前回に引き続いて、『京都の昔話』から心に残ったお話を。

今回は「丹波太郎」という話。

昔あるところに、白旗が立つと家の娘をおぼしな山の氏神さんに差し上げなければならないという古くからのしきたりがある村があった。

白旗は一年毎に立つので、今年はどこそこの家、また次の年はどこそこの家という風に順番に白旗が立つとその娘を一人ずつ、おぼしな山へ差し上げてたそうな。
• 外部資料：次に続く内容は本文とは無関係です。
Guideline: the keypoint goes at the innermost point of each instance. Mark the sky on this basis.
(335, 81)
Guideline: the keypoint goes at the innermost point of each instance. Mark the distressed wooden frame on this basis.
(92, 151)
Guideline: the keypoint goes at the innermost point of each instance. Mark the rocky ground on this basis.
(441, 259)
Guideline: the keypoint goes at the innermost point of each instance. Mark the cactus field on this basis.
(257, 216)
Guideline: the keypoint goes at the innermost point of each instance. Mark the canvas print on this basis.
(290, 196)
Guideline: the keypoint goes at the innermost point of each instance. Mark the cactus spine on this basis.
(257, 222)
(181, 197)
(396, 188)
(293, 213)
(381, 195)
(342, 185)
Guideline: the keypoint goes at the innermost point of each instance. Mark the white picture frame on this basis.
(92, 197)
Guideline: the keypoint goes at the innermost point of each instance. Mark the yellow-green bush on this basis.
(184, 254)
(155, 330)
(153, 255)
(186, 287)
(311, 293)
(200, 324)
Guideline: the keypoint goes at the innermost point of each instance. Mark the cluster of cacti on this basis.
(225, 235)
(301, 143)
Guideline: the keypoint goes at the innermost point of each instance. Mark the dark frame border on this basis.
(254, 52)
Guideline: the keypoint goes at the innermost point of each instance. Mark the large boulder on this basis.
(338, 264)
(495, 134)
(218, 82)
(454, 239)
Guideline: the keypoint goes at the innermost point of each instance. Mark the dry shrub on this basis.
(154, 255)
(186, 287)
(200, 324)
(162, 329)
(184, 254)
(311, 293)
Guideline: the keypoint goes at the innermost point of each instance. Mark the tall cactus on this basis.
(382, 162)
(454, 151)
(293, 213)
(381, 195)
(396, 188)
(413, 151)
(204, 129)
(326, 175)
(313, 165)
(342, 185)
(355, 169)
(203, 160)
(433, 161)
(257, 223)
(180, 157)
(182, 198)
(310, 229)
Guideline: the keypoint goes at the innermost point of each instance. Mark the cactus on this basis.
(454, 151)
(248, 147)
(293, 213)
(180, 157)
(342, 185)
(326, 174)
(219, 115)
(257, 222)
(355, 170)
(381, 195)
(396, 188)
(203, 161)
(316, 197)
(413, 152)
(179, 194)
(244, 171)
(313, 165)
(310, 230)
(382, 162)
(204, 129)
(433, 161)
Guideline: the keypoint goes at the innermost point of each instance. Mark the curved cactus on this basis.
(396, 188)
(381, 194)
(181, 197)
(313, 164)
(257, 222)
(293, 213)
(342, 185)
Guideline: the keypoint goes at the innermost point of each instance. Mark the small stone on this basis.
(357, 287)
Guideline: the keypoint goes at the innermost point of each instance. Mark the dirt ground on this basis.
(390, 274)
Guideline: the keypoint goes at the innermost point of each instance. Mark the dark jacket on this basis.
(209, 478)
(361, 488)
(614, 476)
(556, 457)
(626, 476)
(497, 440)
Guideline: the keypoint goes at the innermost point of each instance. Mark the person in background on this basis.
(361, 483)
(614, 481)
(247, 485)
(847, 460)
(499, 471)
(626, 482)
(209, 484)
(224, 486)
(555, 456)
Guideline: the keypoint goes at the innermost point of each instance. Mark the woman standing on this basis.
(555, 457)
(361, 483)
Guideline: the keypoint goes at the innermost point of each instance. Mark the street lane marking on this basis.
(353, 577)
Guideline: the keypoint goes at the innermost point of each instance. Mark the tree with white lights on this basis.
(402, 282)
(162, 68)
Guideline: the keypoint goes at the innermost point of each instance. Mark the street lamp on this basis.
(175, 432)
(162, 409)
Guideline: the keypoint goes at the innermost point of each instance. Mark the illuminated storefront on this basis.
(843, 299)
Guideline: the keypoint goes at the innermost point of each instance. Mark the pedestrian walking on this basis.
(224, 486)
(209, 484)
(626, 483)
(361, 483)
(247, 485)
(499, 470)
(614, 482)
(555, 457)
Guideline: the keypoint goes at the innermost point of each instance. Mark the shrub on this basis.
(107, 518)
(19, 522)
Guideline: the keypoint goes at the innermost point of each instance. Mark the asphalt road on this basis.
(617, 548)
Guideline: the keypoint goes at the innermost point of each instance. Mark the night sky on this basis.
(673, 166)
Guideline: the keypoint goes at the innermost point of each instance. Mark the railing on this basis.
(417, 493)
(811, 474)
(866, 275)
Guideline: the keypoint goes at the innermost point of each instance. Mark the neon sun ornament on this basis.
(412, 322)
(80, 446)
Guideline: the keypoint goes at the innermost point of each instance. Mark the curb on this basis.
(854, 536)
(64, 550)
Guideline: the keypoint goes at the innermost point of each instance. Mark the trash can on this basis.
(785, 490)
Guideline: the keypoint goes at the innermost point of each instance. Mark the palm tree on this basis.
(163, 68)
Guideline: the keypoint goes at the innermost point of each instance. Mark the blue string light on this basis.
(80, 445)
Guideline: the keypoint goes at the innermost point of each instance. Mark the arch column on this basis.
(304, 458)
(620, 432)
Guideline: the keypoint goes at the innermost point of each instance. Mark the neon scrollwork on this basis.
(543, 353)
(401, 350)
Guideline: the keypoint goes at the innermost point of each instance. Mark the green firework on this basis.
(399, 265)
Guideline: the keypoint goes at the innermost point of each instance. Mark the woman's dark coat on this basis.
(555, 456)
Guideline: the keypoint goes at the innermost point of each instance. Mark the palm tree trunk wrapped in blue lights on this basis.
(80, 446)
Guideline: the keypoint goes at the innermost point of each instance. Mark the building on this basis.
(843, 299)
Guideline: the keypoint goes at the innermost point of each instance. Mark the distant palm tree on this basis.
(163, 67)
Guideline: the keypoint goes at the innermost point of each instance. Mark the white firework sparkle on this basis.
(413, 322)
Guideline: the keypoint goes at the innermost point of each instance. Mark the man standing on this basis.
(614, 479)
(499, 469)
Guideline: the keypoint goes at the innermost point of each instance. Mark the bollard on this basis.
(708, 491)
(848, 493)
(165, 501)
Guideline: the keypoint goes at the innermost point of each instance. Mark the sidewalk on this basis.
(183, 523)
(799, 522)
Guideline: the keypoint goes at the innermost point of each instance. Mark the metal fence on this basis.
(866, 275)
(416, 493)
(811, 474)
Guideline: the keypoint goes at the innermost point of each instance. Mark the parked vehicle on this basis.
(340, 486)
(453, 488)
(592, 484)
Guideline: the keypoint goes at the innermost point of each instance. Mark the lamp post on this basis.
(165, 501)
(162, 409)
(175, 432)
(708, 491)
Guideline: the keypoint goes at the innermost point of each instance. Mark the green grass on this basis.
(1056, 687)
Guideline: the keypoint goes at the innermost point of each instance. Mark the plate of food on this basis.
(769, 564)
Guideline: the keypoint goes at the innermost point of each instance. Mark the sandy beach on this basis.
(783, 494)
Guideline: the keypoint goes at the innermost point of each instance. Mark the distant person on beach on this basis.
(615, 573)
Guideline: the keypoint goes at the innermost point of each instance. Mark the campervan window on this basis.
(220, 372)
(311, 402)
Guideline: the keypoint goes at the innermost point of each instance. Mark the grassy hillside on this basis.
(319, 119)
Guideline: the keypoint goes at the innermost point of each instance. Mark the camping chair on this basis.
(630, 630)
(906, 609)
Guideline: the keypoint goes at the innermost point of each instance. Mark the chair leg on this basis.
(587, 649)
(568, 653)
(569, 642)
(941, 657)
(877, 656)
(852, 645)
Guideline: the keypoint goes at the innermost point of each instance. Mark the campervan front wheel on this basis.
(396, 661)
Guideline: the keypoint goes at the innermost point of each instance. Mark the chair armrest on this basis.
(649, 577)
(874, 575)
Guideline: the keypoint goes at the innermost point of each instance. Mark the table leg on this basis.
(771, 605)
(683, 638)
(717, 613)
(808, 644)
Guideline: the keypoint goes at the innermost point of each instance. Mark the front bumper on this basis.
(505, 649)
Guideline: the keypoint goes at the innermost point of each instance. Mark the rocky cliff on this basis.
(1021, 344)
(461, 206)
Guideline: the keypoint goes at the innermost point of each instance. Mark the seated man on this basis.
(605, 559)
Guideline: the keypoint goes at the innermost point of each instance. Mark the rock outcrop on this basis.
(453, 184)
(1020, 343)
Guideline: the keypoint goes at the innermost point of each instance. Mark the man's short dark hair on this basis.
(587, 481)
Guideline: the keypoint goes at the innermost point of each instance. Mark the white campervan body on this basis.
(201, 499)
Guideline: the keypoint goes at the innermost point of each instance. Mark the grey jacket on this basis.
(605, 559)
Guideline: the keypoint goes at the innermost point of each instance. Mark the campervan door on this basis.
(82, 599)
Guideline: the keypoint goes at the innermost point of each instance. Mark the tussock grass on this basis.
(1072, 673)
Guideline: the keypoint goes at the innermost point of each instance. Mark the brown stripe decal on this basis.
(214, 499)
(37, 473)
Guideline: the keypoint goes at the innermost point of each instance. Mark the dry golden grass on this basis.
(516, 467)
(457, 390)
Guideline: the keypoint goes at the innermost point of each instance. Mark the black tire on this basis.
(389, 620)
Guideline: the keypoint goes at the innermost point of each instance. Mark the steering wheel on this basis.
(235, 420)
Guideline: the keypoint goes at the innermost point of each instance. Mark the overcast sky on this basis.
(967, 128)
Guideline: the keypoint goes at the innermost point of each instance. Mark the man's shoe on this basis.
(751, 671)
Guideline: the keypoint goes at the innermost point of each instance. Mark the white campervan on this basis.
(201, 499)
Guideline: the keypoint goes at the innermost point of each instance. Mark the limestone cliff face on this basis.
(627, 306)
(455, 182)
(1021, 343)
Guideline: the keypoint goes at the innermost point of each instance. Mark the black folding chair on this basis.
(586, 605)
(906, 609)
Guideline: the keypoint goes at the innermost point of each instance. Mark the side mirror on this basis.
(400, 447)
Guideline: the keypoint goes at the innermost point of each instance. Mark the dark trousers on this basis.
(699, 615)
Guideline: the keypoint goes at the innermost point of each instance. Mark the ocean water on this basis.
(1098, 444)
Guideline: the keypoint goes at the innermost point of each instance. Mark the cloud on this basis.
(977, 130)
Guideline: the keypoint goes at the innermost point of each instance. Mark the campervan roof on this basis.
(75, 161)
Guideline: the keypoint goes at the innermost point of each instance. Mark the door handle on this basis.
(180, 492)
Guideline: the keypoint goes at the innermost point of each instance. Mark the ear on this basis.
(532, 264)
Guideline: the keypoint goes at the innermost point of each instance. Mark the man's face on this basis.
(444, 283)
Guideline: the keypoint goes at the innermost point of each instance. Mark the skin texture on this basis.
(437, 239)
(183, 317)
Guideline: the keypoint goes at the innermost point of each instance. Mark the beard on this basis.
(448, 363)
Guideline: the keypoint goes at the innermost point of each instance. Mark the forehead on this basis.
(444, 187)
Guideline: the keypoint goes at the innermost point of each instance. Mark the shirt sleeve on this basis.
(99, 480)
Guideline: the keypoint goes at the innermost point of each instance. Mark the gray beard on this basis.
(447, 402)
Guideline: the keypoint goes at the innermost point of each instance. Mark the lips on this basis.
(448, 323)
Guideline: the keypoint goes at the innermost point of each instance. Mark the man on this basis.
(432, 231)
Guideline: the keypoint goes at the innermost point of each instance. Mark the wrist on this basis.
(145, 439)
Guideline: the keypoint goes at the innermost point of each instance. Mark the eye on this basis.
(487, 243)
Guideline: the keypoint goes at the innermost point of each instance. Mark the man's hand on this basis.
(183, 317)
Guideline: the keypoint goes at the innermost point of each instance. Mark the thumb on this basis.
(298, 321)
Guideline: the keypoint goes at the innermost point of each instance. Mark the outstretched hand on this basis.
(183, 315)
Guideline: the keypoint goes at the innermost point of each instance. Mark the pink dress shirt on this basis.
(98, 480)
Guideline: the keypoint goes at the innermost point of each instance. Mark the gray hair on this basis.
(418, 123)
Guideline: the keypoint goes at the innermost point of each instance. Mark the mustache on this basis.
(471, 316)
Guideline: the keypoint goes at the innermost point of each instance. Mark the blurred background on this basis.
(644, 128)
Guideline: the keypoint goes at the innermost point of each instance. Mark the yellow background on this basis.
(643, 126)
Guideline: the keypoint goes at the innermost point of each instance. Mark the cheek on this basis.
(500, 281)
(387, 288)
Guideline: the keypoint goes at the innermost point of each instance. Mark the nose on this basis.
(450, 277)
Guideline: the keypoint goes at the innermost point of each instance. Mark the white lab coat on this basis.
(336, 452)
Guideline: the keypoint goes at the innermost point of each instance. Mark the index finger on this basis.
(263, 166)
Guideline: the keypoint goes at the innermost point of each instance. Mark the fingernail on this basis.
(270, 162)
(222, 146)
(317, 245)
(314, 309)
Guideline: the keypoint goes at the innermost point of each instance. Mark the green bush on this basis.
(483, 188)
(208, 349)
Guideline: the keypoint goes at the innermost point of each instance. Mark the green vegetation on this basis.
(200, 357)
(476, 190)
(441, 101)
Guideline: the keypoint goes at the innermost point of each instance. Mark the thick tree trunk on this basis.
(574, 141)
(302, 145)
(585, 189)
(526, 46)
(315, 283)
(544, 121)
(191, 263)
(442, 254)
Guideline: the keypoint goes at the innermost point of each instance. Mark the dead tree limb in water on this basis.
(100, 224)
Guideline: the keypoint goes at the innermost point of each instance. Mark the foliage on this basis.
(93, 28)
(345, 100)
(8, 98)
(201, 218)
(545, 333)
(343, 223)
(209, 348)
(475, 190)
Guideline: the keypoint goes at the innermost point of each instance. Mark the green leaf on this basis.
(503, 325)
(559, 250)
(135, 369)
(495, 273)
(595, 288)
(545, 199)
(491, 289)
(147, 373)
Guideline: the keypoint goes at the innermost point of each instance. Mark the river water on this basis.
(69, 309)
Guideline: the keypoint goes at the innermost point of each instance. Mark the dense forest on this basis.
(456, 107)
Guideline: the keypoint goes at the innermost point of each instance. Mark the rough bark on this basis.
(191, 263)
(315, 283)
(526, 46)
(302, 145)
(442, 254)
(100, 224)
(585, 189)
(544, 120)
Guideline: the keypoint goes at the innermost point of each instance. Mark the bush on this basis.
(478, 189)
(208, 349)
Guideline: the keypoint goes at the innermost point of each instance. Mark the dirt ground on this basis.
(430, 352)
ここで差し上げるということはもちろん二度と帰って来ないということを指す。

ある時、ある六部さん(放浪の僧みたいなもの)が村に来て、その村の大変嘆いている家にひょいっといって
「今晩泊めてくれ。宿してくれ」
と云って、白旗を上げられて、娘を差し上げなければならない家に宿を頼んだそうな。

そうして、家の人がなぜ嘆いているのかを聞いて、その六部さんはじゃあわしが今夜その様子を行って見届けてやると云うや、おぼしな山の裏手へ回って体をひそめて様子を見ていたそうな。

すると娘には衣装をつけて長持ちに入れて、村の若い衆がエイサヨイサで運んできた。
おぼしな山に這入ると、四人の比丘尼がおりてきて、
「丹波太郎が来にゃあよいに。丹波太郎にゃあ知らせなよ」
と云って長持ちを叩いて、いい加減に叩いたあと、
「さあ、かかろうで」
と一声、長持ちもなにもみるみるうちにメラメラっと砕いて、娘を担いで山へ登っていったんだと。

さて、六部さん、ここでは見ているだけだったが、観察するに、どうもおぼしな山の神様が土地の娘を取って食うというのは不思議だと思っていたが、やっぱりおぼしな山ではない、なにやら不思議なものが下ってきて、こういうことをするんだろうと思った。
そうして、「その丹波太郎というもんを、来年の氏神祭までにわしがつれてきて、なんとかする」と云って、帰っていった。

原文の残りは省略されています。